The measurements were collected off Iceland, including work in the Westfjords, where Whale Wise focuses on aerial images of humpback whales to assess scars from above and gauge the long-term effects of fishing gear entanglement. The charity describes entanglement as a major threat to humpbacks, and the aerial approach matters because scars photographed from boats may capture only a small portion of the animals’ bodies and can underestimate how widespread the damage really is.

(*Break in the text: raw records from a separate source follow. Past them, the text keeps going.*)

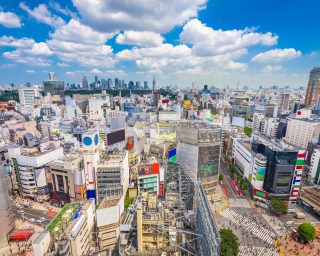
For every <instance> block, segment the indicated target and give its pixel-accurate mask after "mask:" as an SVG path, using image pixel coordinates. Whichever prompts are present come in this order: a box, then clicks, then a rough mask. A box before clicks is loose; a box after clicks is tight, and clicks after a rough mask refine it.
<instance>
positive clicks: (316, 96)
mask: <svg viewBox="0 0 320 256" xmlns="http://www.w3.org/2000/svg"><path fill="white" fill-rule="evenodd" d="M318 96H320V68H319V67H315V68H313V69H312V70H311V72H310V76H309V82H308V87H307V92H306V97H305V104H306V106H313V105H314V104H315V103H316V101H317V99H318Z"/></svg>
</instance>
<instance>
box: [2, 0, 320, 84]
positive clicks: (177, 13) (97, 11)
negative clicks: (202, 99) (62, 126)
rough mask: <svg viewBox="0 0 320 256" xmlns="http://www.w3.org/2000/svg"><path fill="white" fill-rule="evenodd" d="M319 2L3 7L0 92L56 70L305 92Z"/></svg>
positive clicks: (67, 5)
mask: <svg viewBox="0 0 320 256" xmlns="http://www.w3.org/2000/svg"><path fill="white" fill-rule="evenodd" d="M319 9H320V1H317V0H303V1H301V0H259V1H257V0H135V1H132V0H117V1H115V0H55V1H50V0H49V1H44V0H29V1H28V0H25V1H18V0H0V85H5V84H10V83H12V82H13V83H15V84H16V85H20V84H24V83H26V82H31V83H32V84H41V83H42V81H43V80H44V79H47V77H48V72H49V71H53V72H56V74H57V76H58V78H59V79H61V80H64V81H66V82H69V83H73V82H74V83H81V80H82V77H83V76H84V75H86V76H87V78H88V80H89V81H90V80H91V81H92V80H93V77H94V76H95V75H97V76H98V77H99V78H115V77H118V78H120V79H124V80H126V81H128V80H133V81H148V82H149V84H151V81H152V77H153V76H155V78H156V81H157V84H158V85H159V86H164V85H177V86H178V87H180V88H183V87H190V86H191V84H192V82H194V84H195V85H196V86H198V87H203V85H204V84H208V85H209V86H216V87H220V88H224V87H226V86H227V85H229V87H230V88H232V87H233V88H234V87H236V86H237V84H239V85H240V86H244V85H246V86H249V87H252V88H257V87H259V86H263V87H269V86H272V85H279V86H290V87H292V88H293V87H300V86H304V87H306V86H307V82H308V76H309V72H310V70H311V69H312V68H313V67H315V66H320V19H319Z"/></svg>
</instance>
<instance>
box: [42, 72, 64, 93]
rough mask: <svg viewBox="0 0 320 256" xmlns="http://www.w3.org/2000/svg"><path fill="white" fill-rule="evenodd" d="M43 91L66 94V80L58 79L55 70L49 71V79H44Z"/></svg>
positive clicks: (46, 91) (44, 91)
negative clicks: (65, 92)
mask: <svg viewBox="0 0 320 256" xmlns="http://www.w3.org/2000/svg"><path fill="white" fill-rule="evenodd" d="M43 91H44V93H45V94H47V93H50V94H51V95H59V96H61V97H63V96H64V81H58V80H57V76H56V74H55V73H53V72H49V80H45V81H43Z"/></svg>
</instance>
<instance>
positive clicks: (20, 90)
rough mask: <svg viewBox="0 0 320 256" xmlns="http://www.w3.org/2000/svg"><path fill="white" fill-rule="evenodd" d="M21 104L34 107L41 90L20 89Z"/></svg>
mask: <svg viewBox="0 0 320 256" xmlns="http://www.w3.org/2000/svg"><path fill="white" fill-rule="evenodd" d="M18 93H19V99H20V104H21V105H25V106H31V107H33V106H34V103H35V97H39V96H40V93H39V88H36V87H22V88H19V89H18Z"/></svg>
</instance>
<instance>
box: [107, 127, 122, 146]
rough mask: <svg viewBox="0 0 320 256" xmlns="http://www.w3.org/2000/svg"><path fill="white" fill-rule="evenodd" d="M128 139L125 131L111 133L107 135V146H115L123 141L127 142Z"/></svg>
mask: <svg viewBox="0 0 320 256" xmlns="http://www.w3.org/2000/svg"><path fill="white" fill-rule="evenodd" d="M125 139H126V133H125V130H124V129H121V130H118V131H114V132H110V133H108V134H107V145H108V146H110V145H113V144H116V143H119V142H122V141H125Z"/></svg>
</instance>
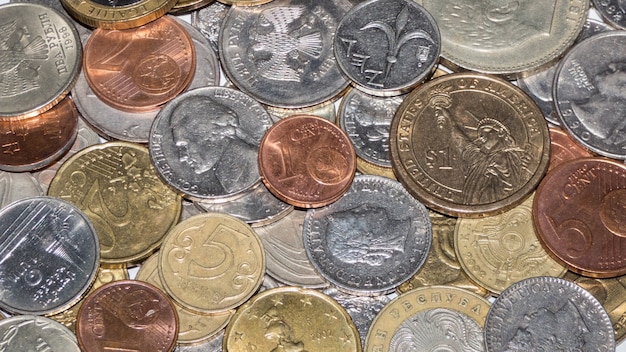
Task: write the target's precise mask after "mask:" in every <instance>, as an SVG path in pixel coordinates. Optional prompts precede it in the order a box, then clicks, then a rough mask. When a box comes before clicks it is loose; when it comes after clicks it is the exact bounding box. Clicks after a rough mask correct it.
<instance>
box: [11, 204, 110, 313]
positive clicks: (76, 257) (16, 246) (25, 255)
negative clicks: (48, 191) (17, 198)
mask: <svg viewBox="0 0 626 352" xmlns="http://www.w3.org/2000/svg"><path fill="white" fill-rule="evenodd" d="M0 258H2V259H1V260H0V307H2V308H3V309H5V310H6V311H8V312H12V313H17V314H37V315H43V314H55V313H58V312H60V311H62V310H64V309H66V308H67V307H68V306H70V305H71V304H73V303H74V302H76V301H77V300H78V299H79V298H80V296H81V295H82V294H83V293H84V292H85V291H86V290H87V289H88V288H89V286H90V285H91V283H92V282H93V280H94V278H95V275H96V272H97V270H98V263H99V260H100V246H99V242H98V238H97V236H96V231H95V229H94V228H93V226H92V224H91V222H90V221H89V219H88V218H87V216H86V215H85V214H83V212H82V211H80V210H79V209H78V208H76V207H75V206H74V205H72V204H70V203H67V202H65V201H62V200H60V199H57V198H52V197H32V198H26V199H22V200H18V201H16V202H14V203H12V204H10V205H9V206H7V207H6V208H4V209H2V211H0Z"/></svg>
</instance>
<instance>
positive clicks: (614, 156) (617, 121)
mask: <svg viewBox="0 0 626 352" xmlns="http://www.w3.org/2000/svg"><path fill="white" fill-rule="evenodd" d="M625 46H626V31H610V32H606V33H600V34H597V35H595V36H592V37H591V38H588V39H586V40H583V41H582V42H580V43H579V44H577V45H576V46H574V47H573V48H572V49H571V50H570V52H569V53H568V54H567V55H565V57H564V58H563V59H562V60H561V63H560V64H559V66H558V68H557V72H556V77H555V81H554V87H553V93H552V95H553V98H554V102H555V106H556V111H557V113H558V116H559V119H560V121H561V125H562V127H563V128H564V129H566V130H567V132H568V133H569V134H570V135H571V136H572V137H574V139H575V140H576V141H578V142H579V143H581V144H582V145H583V146H585V147H587V148H588V149H590V150H591V151H593V152H596V153H598V154H600V155H603V156H606V157H610V158H614V159H626V120H625V119H624V116H626V90H625V89H624V86H625V85H626V51H624V50H623V48H624V47H625Z"/></svg>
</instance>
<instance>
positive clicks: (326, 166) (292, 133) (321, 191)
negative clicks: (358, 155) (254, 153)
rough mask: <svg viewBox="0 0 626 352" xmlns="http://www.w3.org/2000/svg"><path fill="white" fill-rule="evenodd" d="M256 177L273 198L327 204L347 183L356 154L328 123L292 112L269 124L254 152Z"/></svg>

WHASER also fits into a longer line of drone-based whale measurement. In 2019, researchers from the Aarhus Institute of Advanced Studies and Woods Hole Oceanographic Institution showed that drone images of 86 southern right whales off Península Valdés, Argentina, could be used to estimate body volume and mass. WHASER takes that idea closer to field deployment: print the housing, shrink the mass, seal the electronics, and keep the tool compatible with any drone. For specialized scientific gear, that is the sweet spot where 3D printing stops being a prototyping trick and starts saving the whole project.